Orton DIL2010C Low-Temperature Dilatometer
| Brand | Orton |
|---|---|
| Origin | USA |
| Model | DIL2010C |
| Temperature Range | –170 °C to 500 °C (or RT to 1000 °C with standard configuration) |
| Max Sample Size | 50 mm length × 10 mm diameter |
| Furnace Type | Split-tube (clamshell) quartz tube furnace |
| Sample Holder & Pushrod | Fused silica |
| Thermocouple | Type N (sample & control) |
| Heating Rate | 1–30 °C/min |
| LVDT Linear Range | ±2.54 mm |
| LVDT Resolution | 0.02 µm |
| Contact Force | Adjustable |
| Cryogenic Assembly | Stainless-steel cold stage with vertical transfer tube, Dewar reservoir mounted above furnace |
| Ambient Protection | Acrylic enclosure with dry inert gas purge |
| Compliance | ASTM E228, ISO 11359-1/-2, USP <631>, GLP-ready data logging |
Overview
The Orton DIL2010C Low-Temperature Dilatometer is a dual-range, benchtop thermal dilatometer engineered for high-precision measurement of linear dimensional changes in solid materials as a function of temperature.
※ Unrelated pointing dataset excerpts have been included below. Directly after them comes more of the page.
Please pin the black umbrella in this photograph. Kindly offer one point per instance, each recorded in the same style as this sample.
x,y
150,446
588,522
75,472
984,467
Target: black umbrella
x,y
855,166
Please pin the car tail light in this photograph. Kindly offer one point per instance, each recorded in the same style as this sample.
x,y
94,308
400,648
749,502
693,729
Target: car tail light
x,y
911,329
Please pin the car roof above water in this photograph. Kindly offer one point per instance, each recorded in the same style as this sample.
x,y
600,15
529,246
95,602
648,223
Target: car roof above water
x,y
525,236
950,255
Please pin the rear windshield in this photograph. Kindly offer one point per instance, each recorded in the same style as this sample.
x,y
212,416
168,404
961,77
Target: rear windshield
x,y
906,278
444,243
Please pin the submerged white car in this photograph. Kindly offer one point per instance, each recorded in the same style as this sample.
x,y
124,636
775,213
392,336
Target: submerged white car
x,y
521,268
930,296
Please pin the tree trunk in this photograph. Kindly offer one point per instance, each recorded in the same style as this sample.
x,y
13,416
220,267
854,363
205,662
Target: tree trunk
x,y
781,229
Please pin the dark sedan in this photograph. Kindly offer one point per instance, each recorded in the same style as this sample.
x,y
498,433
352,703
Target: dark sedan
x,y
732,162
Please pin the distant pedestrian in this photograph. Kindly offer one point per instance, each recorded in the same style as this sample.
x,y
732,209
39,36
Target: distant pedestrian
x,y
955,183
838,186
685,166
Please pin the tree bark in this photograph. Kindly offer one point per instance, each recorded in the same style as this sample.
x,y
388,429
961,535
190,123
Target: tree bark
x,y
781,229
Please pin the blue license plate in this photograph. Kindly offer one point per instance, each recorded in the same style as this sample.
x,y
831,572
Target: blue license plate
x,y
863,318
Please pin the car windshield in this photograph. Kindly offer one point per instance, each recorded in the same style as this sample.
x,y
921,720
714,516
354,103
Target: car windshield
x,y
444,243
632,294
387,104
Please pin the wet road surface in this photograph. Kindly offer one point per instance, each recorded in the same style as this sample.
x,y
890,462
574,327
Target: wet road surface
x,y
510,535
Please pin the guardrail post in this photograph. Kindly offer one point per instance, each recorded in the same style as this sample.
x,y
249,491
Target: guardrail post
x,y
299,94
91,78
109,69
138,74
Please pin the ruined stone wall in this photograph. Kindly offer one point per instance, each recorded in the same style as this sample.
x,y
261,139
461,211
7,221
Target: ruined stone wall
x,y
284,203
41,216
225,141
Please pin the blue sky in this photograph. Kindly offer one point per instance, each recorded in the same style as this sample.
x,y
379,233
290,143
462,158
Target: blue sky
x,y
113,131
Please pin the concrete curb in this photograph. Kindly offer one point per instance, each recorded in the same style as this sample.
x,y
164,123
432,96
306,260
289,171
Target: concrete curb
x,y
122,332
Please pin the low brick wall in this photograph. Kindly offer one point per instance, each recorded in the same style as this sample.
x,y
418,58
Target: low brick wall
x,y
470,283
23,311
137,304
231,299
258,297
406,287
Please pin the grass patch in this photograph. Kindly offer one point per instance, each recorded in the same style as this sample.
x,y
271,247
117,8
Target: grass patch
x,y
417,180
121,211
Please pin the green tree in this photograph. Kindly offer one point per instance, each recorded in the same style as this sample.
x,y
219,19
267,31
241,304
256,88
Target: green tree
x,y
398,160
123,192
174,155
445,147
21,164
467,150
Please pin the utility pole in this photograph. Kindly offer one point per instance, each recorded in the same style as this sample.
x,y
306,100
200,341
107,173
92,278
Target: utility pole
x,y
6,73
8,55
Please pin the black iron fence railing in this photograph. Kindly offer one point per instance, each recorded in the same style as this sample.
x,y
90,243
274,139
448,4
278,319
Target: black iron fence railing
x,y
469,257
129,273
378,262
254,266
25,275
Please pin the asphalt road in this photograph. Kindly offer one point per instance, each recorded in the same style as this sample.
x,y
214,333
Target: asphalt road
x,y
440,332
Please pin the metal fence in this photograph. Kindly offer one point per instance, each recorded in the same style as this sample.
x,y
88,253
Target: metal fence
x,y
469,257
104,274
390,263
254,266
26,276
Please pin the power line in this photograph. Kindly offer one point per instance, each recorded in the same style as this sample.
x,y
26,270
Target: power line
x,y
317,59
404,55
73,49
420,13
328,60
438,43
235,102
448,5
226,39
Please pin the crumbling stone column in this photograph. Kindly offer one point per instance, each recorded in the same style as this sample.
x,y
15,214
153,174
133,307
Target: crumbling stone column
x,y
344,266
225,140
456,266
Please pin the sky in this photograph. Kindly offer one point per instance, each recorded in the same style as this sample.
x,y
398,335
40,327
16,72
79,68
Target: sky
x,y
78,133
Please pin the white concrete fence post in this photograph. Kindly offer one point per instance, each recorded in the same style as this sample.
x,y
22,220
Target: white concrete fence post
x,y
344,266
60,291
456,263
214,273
It operates on the principle of contact-based pushrod dilatometry: a fused silica pushrod transmits minute axial displacements from the expanding or contracting sample to a high-resolution linear variable differential transformer (LVDT), whose output is calibrated against traceable temperature references. The instrument uniquely integrates cryogenic capability—down to –170 °C via liquid nitrogen cooling through a vertically oriented stainless-steel transfer line—while retaining full functionality as a high-temperature dilatometer up to 1000 °C upon removal of the low-temperature module. This modular architecture eliminates the need for separate instruments for cryogenic and elevated-temperature characterization, reducing footprint, calibration overhead, and inter-system variability. The system conforms to fundamental thermomechanical testing standards including ASTM E228 (linear thermal expansion of solids), ISO 11359-1 (general principles) and ISO 11359-2 (determination of coefficient of linear thermal expansion), supporting regulatory submissions and interlaboratory comparability.
Key Features
- Modular dual-range operation: seamless transition between cryogenic (–170 °C to 500 °C) and high-temperature (RT to 1000 °C) modes via hardware reconfiguration
- Fused silica sample holder and pushrod assembly ensuring chemical inertness, dimensional stability, and minimal thermal drift across the full operating range
- Adjustable mechanical contact force mechanism enabling optimization for brittle ceramics, soft polymers, or sintered composites without sample damage
- High-fidelity LVDT sensor with ±2.54 mm linear range and 0.02 µm resolution—capable of resolving sub-nanometer-scale expansions during glass transition or α-β quartz inversion
- Cryogenic subsystem featuring a vertically aligned stainless-steel cold stage, insulated transfer tube, and integrated Dewar reservoir; sample remains dry and non-immersed during cooling
- Acrylic environmental enclosure with continuous dry inert gas (N₂ or Ar) purge to prevent frost formation on LVDT electronics and optical path integrity
- Clamshell-type split-tube furnace design enabling rapid sample loading/unloading and uniform radial heating profiles per ASTM E228 requirements
Sample Compatibility & Compliance
The DIL2010C accommodates cylindrical specimens up to 50 mm in length and 10 mm in diameter, suitable for dense ceramics, optical glasses, metallic alloys, cementitious binders, mineral aggregates, and semi-crystalline polymers. Its fused silica fixture set ensures compatibility with aggressive alkaline or fluoride-containing systems where alumina or metal fixtures would degrade. All thermal protocols—including ramp-hold-cool cycles—are fully programmable and auditable. Data acquisition meets GLP and GMP documentation requirements: time-stamped raw displacement/temperature records, operator ID logging, and electronic signature support are embedded in Orton’s proprietary software. The system supports 21 CFR Part 11 compliance when deployed with validated IT infrastructure, including audit trails for method changes, calibration events, and result modifications.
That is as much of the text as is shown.